Events

Hamlet

Scored by Shostakovich, Directed by Kozintsev

When:
Thursday, January 20, 2011, 7:00pm - 7:00pm
Description:

Rarely seen in the US, Hamlet (or Gamlet, as it was known in Russia), Shakespeare's 17th century masterpiece about the "Melancholy Dane," was given one of its best screen treatments by Soviet director Grigori Kozintsev and scored by his frequent collaborator and friend, composer Dmitri Shostakovich.
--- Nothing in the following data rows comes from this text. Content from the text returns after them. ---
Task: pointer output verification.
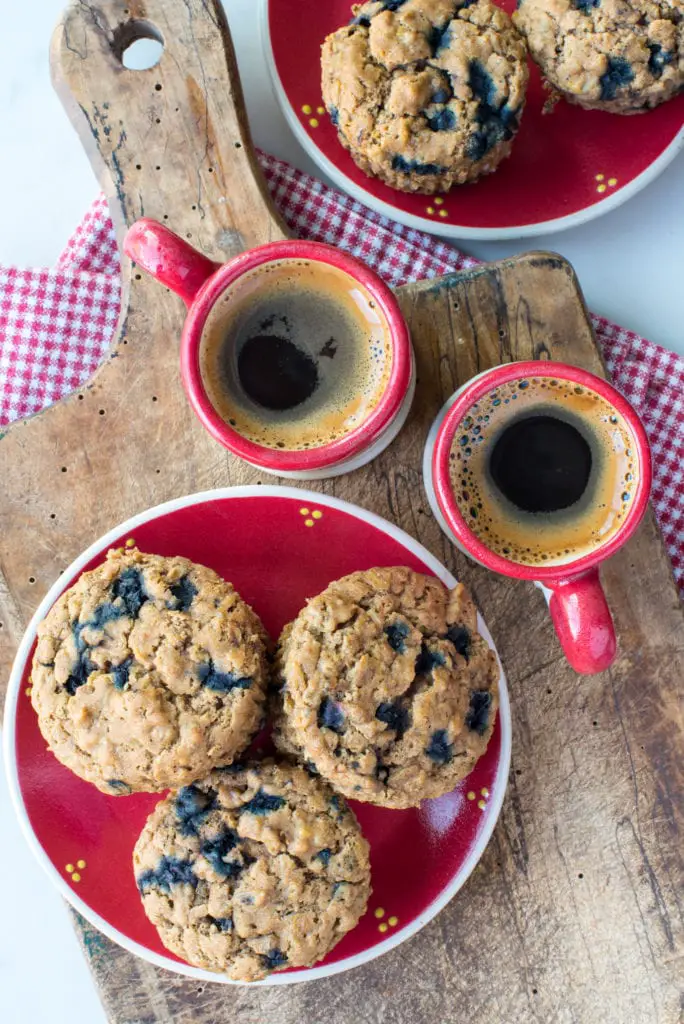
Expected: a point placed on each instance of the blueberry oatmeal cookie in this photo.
(609, 54)
(253, 869)
(426, 93)
(387, 690)
(148, 672)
Kozintsev's is a spare, haunting interpretation based on a translation by novelist Boris Pasternak. The malevolence afoot in the state of Denmark is magnificently captured by the foreboding black and white cinematography.   Shostakovich’s compositions drive the epic with fierce outbursts of percussion and high skittering woodwinds emphasizing the imagery – stone, iron, fire, earth and sea – which, for Kozintsev, expressed the essential nature of Shakespeare’s poetry.

(USSR, 1964, 140 min, DVD, in Russian with English subtitles)

Scored by Shostakovich, Directed by Kozintsev
No other major composer devoted more of his career to film music than Dmitri Shostakovich, whose collaboration with Russian director Gregori Kozintsev spanned thirty years and seven films. In conjunction with The Soviet Art Experience and the Department of Music’s concert “Shostakovich's Late Film Scores: The Gadfly, Hamlet and King Lear,” we celebrate the work of these two great artists.